Ainda nesse aspecto, decidiu o Supremo que esse limite etário deve ter sido previsto em lei anteriormente ao concurso público e deve ter sido fixado também no edital do concurso público, devendo ser comprovada a idade no momento da inscrição do certame, “tendo em vista a impossibilidade de se antever a data em que será realizada a fase fixada como parâmetro para aferição do requisito da idade” (ARE 1210221 AgR, Relator(a): ROBERTO BARROSO, Primeira Turma, julgado em 08-06-2020, PROCESSO ELETRÔNICO DJe-156 DIVULG 22-06-2020 PUBLIC 23-06-2020).

Segundo o STJ, “A aferição do cumprimento do requisito de idade mínima é feito no momento da posse no cargo público, enquanto a comprovação do limite máximo é feita no momento da inscrição” (AgInt no AREsp 2190082/AP, Rel. Ministro PAULO SÉRGIO DOMINGUES, PRIMEIRA TURMA, julgado em 26/06/2023, DJe 29/06/2023).

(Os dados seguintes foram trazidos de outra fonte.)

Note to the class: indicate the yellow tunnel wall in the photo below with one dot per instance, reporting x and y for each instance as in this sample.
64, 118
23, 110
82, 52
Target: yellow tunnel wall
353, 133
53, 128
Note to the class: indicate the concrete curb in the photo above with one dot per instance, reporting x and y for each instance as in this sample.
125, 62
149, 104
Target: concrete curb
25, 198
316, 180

O concurso público e as mudanças em seu edital

O Supremo Tribunal Federal tem entendido também que é possível a alteração do edital do concurso público, antes de sua conclusão, com a homologação do resultado, quando for necessário adaptar o certame à nova legislação que regulamenta a carreira (RE 1025819 AgR, Relator(a): ROBERTO BARROSO, Primeira Turma, julgado em 21-08-2017, PROCESSO ELETRÔNICO DJe-197 DIVULG 31-08-2017 PUBLIC 01-09-2017).

O concurso público na jurisprudência dos tribunais superiores: a divulgação dos critérios de correção

Segundo a jurisprudência do Superior Tribunal de Justiça, a “divulgação, ainda que a posteriori, dos critérios de correção das provas dissertativas ou orais não viola, por si só, o princípio da igualdade, desde que os mesmos parâmetros sejam aplicados uniforme e indistintamente a todos os candidatos” (AgInt no RMS 51969/MS, Rel. Ministro SÉRGIO KUKINA, PRIMEIRA TURMA, julgado em 08/08/2017, DJe 22/08/2017).

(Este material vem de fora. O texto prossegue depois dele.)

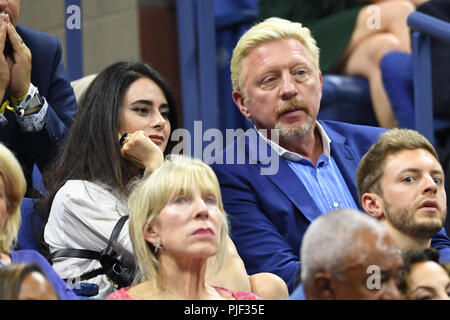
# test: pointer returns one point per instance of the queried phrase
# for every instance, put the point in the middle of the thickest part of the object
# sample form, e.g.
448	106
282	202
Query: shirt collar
293	156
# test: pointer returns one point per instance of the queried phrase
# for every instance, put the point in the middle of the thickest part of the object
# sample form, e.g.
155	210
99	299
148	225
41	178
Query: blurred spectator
353	36
25	281
423	277
12	189
38	103
347	255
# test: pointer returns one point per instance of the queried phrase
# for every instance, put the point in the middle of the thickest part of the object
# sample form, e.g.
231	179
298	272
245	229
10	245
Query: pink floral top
122	294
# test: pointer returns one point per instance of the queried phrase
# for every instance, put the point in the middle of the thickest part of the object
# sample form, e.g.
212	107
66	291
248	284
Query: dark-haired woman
121	129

Nesse contexto, encerramos a sétima parte da série de artigos sobre o concurso público e o Poder Judiciário, no qual foram analisadas as consequências da intervenção judiciária na realização dos concursos e ainda outros temas correlacionados. Esperamos que mais esse rol exemplificativo de casos seja útil para estudos e revisões. Para mais detalhes, os acórdãos dos julgados citados estão disponíveis por meio dos links constantes do texto e caso saibam de mais algum julgado interessante na jurisprudência do STJ e do STF sobre o tema, por favor, citem nos comentários.


[1] RE 632853, Relator(a): GILMAR MENDES, Tribunal Pleno, julgado em 23-04-2015, ACÓRDÃO ELETRÔNICO REPERCUSSÃO GERAL – MÉRITO DJe-125 DIVULG 26-06-2015 PUBLIC 29-06-2015 RTJ VOL-00235-01 PP-00249.